I. Strategi-Strategi Umum
Untuk Memperkuat Desain Evaluasi
Terdapat dua teknik yang digunakan dalam desain
evaluasi, yaitu Teknik penggunaan kelompok kontrol atau kelompok perbandingan,
dan teknik pemberian perlakuan secara acak kepada subyek yang diteliti
(randomisasi).
1. Kelompok kontrol dan kelompok perbandingan
Dengan menggunakan kelompok kontrol
ini, peneliti bisa menghindari kedelapan variabel yang mungkin akan menyebabkan
kebingungan pada saat interpretasi data. Sebagai contoh, ketika sejarah atau
perubahan alat ukur mengacaukan inte rpretasi data, maka dengan menggunakan
kelompok kontrol, peneliti bisa mengidentifikasi pengaruh faktor-faktor
tersebut. Namun meskipun peneliti ini mampu mengidentifikasi pengaruh pemberian
perlakuan pada kelompok, namun biasanya hal ini akan dihindari oleh evaluator
pendidikan, karena tujuan dari evaluasi pendidikan adalah mengetahui program
apa yang paling efektif. Maka ketika evaluator pendidikan akan melakukan
penelitian tentang efektivitas suatu pogram, maka sebaiknya jangan menggunakan
kelompok yang diberi perlakuan dan yang tidak diberi perlakuan, namun bagaimana
caranya menggunakan kelompok perbandingan yang menggunakan alternatif perlakuan
yang mungkin diterapkan. Michael Criven memberikan contoh, ketika evaluator
ingin meneliti mengenai program pembelajaran berdana rendah, maka sebaiknya
membandingkan antara 2 kelompok siswa, yang satu memakai program berdana
rendah, yang satu lagi menggunakan program berdana tinggi. Maka akan terlihat
hasilnya, di mana hasilnya biasanya siswa dari kelompok program berdana rendah
akan sama baiknya, atau justru lebih baik dari kelompok siswa berdana tinggi.
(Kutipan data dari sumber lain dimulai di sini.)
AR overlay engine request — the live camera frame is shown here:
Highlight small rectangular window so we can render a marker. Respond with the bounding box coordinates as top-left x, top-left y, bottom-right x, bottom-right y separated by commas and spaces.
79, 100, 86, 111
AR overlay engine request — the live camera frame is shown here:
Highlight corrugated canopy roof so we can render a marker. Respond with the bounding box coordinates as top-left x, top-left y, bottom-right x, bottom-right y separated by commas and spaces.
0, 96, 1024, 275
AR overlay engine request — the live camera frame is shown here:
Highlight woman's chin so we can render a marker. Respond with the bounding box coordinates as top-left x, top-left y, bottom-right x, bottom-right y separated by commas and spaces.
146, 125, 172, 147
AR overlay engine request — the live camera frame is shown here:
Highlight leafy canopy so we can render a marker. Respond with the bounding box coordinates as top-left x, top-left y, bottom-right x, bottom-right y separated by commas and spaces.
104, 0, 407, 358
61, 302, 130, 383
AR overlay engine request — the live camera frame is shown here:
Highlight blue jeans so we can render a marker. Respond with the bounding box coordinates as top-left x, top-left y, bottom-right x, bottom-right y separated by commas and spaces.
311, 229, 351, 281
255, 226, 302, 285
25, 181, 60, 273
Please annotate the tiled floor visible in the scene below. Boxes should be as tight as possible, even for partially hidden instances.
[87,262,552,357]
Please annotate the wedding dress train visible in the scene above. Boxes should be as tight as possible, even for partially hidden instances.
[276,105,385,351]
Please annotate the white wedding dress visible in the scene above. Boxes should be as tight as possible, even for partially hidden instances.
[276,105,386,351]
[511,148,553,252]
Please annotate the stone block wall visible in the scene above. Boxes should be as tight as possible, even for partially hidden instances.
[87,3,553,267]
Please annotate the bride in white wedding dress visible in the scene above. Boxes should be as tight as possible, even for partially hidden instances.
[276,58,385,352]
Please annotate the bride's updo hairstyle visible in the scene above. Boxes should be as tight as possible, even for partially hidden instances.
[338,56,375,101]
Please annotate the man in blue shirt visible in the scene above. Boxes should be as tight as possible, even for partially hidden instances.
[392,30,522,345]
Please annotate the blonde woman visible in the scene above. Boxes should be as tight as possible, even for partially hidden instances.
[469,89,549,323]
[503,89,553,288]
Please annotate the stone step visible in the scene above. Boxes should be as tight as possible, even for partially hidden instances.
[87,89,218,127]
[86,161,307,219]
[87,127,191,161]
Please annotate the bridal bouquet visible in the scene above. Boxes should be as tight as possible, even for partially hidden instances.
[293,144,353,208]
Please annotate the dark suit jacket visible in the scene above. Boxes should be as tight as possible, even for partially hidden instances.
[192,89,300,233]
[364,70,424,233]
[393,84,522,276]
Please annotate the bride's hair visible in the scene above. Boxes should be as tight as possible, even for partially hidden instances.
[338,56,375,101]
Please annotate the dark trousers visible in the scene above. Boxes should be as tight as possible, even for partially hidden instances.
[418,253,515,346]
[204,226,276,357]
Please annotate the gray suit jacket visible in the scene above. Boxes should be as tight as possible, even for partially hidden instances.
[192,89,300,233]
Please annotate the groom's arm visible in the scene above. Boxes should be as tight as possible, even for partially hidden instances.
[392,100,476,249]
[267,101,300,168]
Meskipun demikian, akan selalu ada keadaan di mana penggunaan kelompok kontrol
yang tidak diberi perlakuan tetap diperlukan.
2. Randomisasi
Dalam menarik kesimpulan dari
penggunaan kelompok perbandingan yang secara umum sejajar, teknik terbaik yang
digunakan adalah memilih subyek secara acak. Sebagai contoh: ketika kita ingin
membandingkan tiga program fisika kepada siswa, maka cara terbaik memilih siswa
yang akan digunakan sebagai subyek adalah dipilih secara acak.
Pengacakan adalah cara yang paling baik untuk
menjamin bahwa setiap kelompok memiliki keseimbangan.
BAB III
PENUTUP
Simpulan
Desain evaluasi adalah suatu kondisi
dan prosedur yang diciptakan oleh evaluator untuk mengumpulkan data.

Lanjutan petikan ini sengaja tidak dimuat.